We were three: A DBA, a developer and a tester.
Our mission: To develop an ongoing process that will transfer one of our biggest and busiest tables to the cloud. Here’s the story of how we did it:
- Transfer the table insert and updates to Azure in a tab-delimited format
- Do it in a reasonable time – no more than a few minutes delay between On-premise table state and Azure state
So we had to
- Decide from which server we want to transfer the data
- Find a method to detect the changes that were made to the table
- Decide how to output the rows in a tab-delimited format
- Decide how to transfer the data to Azure.
* The actual loading of the data to Azure is out of the scope of this post.
Let’s describe the thinking process for each bullet:
We needed to decide whether we want to transfer the data from the main server, which is the busiest in terms of reads and writes, or from one of our replica servers, which is under less load, but has a slight delay due to replication.
We decided to transfer the data from the replica server, in order to reduce the possibility of hindering our production processes on the main server. Replication latency was taken into account and was treated as a risk we could live with.
Next, we needed to find a method that will detect which rows of the table were inserted/updated.
Our first thought was to:
- Add a nullable Datetime column to the table with a default of Getdate()
- Add a trigger to the table that will update the new column’s value for each updated row
- Add an index on the new column
- Add a checkpoint table that will hold the last point in time the migration job processed
This way, we could identify inserts and updates to the table pretty easily. Adding the trigger was a little risky: A trigger is a part of the transaction that triggers it, which can hurt performance, or worse, rollback the transaction if the trigger fails. After some thinking, we decided we could live with it because the trigger was fairly short and straightforward.
But then, the following issue arose:
Our tester told us she needed an audit table that would hold each and every change made against the table, so she could check that each such change was reflected on the Azure side. We had to make a U-turn: As I already said, a trigger is a part of the transaction that triggers it, and I refused to start building complex processes on top of that trigger – the risk for the rest of the processes on that server was too high.
We started looking for a solution that will get the job done asynchronously, and then we found Change Data Capture (CDC). Here’s how it works, in a nutshell:
It was a perfect fit. CDC reads the changes from the Transaction Log asynchronously and records them to a table – exactly what we needed. We changed the code and the checkpoint mechanism to work with CDC, and moved on.
Tab-Delimited Formatting and Data Transfer
Pretty early in the thinking process for these bullets, we knew about an in-house transfer system that takes files and transfers them to Azure. There was no point in writing a new mechanism to do that, and we decided to use it. So all we had is to export the rows to files in a tab-delimited format and copy the output files to a file share, from which they would be taken by the transfer system up to Azure.
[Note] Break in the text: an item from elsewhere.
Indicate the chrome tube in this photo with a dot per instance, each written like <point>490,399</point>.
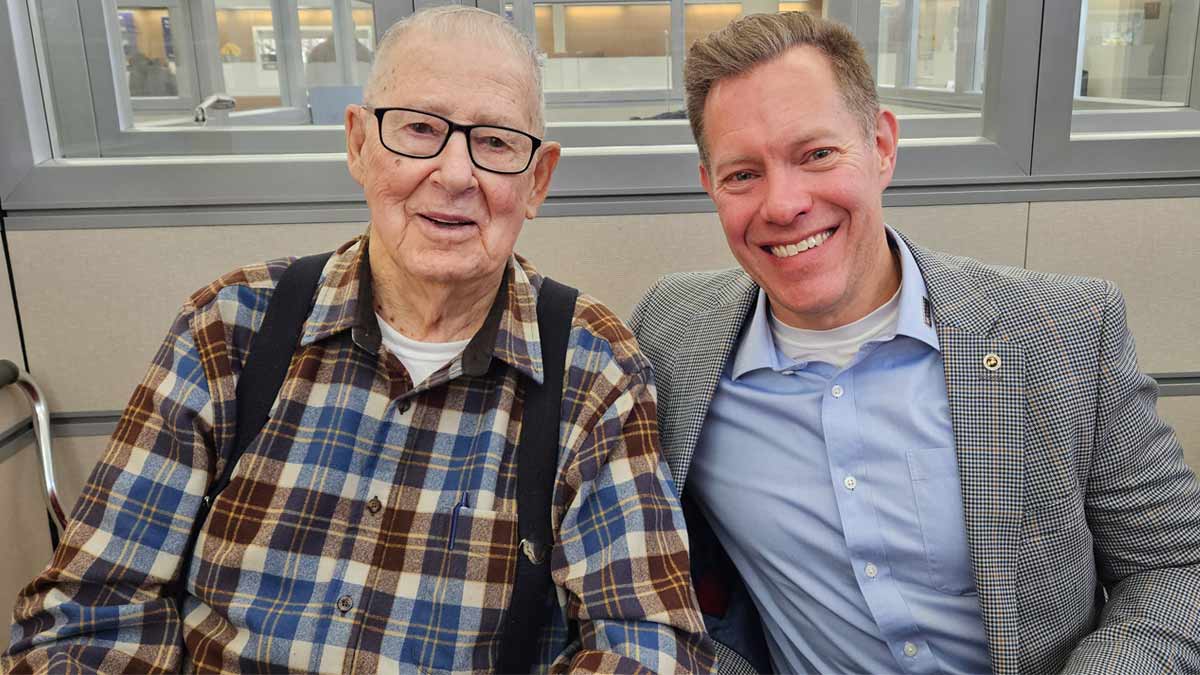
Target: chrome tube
<point>41,434</point>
So now we had to decide which tool to use. Basically, we considered 3 options: CLR, SSIS and BCP.
Why we Didn’t Choose BCP?
This option came off the table very quickly. We didn’t feel BCP had enough flexibility and easy integration options with the rest of our code.
Why we Didn’t Choose SSIS?
SSIS was actually the leading horse in major parts of the race. It is a well-known mature technology with tons of capabilities, can be used with SQL Server Agent, can be set up pretty quickly, and in fact there are a few good examples of implementing migration solutions using it. In short: It could get the job done.
But none of us was an SSIS expert, nor really liked it. Personally, I tend to get lost when the SSIS packages start to be big, and they tend to do that. Also, future upgrades and comparison between package versions seemed simpler with CLR.
Why we Did Choose CLR?
First, it’s .Net programming, what we were all comfortable with. This lowered development and maintenance costs. Also, we could easily integrate the CLR procedure with the other parts of the code and catch errors that occured inside the CLR procedure on the outer procedure that called it. As written above, future upgrades and version comparison seemed simpler. On top of that, it got the job done, very quickly.
Two issues to keep in mind though:
- We needed to grant the user running the SQL Server service with permissions to the file share (not the SQL Server Agent service).
- You can’t reference any DLL you want when using a CLR procedure. We wanted to use some DLL’s we used in our testing components, but couldn’t.
The process works, and works well. All of the inserted and updated rows arrive in Azure in a matter of minutes. Not less importantly, we learned a lot from the thinking and evaluation process.